Pourquoi c'est important
Pour les entreprises qui exploitent l'IA, le coût et la vitesse de l'inférence ont un impact direct sur l'expérience utilisateur et les dépenses opérationnelles (OpEx). Un mauvais scaling entraîne une latence élevée, ce qui se traduit par une insatisfaction client, et nécessite de surprovisionner du matériel coûteux, augmentant ainsi les coûts cloud. Un scaling efficace garantit que le modèle reste réactif en période de pointe.
Comment cela fonctionne
Le scaling d'inférence est réalisé grâce à plusieurs approches techniques :
- Mise à l'échelle horizontale (Réplication) : Exécuter plusieurs copies identiques du modèle derrière un équilibreur de charge. Cela répartit les requêtes entrantes sur plusieurs instances.
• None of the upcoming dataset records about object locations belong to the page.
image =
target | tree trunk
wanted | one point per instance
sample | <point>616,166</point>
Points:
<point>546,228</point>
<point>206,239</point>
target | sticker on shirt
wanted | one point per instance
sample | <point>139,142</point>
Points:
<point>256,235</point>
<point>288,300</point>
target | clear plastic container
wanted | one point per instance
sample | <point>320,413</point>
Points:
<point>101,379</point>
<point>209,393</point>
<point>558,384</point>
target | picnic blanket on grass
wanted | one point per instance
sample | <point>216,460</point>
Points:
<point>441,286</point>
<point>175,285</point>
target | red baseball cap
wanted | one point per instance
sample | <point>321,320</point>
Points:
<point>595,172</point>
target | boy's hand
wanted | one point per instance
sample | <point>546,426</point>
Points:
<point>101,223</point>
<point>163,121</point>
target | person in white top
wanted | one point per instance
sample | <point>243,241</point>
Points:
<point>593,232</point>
- Mise à l'échelle verticale (Augmentation) : Augmenter les ressources (plus de RAM, CPU/GPU plus rapides) d'une seule instance de serveur d'inférence. Ceci est limité par les contraintes matérielles.
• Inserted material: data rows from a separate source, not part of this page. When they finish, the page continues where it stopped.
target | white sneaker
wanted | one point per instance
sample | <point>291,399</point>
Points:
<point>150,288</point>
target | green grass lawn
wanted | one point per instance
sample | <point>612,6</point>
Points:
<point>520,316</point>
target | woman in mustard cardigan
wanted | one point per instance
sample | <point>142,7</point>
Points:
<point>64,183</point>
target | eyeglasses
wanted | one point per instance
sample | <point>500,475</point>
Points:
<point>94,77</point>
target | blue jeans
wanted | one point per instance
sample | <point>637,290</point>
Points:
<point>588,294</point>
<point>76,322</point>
- Optimisation du modèle : Des techniques telles que la quantification, l'élagage (pruning) et la distillation des connaissances réduisent la taille et les exigences de calcul du modèle sans perte significative de précision, permettant à une seule instance de gérer une charge plus importante.
- Mise en lot (Batching) : Regrouper plusieurs requêtes individuelles entrantes en un seul lot plus important pour que le modèle les traite simultanément. Cela maximise l'utilisation du GPU.
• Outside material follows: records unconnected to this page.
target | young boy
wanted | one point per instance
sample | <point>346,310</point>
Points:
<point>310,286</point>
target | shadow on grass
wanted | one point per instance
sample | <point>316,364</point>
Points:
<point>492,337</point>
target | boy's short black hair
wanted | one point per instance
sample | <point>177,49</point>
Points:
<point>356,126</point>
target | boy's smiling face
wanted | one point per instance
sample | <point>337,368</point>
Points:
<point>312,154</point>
Cas d'utilisation courants
Le scaling d'inférence est essentiel pour toute application d'IA en temps réel, y compris :
- Chatbots basés sur des grands modèles de langage (LLM) : Gestion de milliers de requêtes utilisateur simultanées.
- Moteurs de recommandation en temps réel : Fourniture instantanée de suggestions personnalisées à des millions d'utilisateurs.
- Systèmes de vision par ordinateur : Traitement de flux continus de données vidéo ou d'images pour la surveillance ou l'analyse.
- Détection de fraude : Évaluation de gros volumes de transactions en quelques millisecondes.
Avantages clés
Les principaux avantages de la maîtrise du scaling d'inférence comprennent :
- Réduction de la latence : Temps de réponse plus rapides pour les utilisateurs finaux, ce qui améliore l'expérience utilisateur (UX).
- Efficacité des coûts : L'optimisation de l'utilisation du matériel empêche les dépenses inutiles sur des ressources de calcul inactives.
- Haute disponibilité : La répartition de la charge sur plusieurs nœuds garantit que le service reste opérationnel même si une instance tombe en panne.
Défis
Le scaling de l'inférence n'est pas trivial. Les défis clés comprennent la gestion de l'état distribué entre les répliques, l'optimisation du transfert de données entre les services et l'équilibre entre la taille du lot (qui améliore l'efficacité du GPU) et la latence des requêtes individuelles.
Concepts connexes
Ce sujet est étroitement lié à MLOps (Opérations d'apprentissage automatique), au Model Serving (Service de modèles), au calcul distribué et à l'allocation des ressources dans l'infrastructure cloud.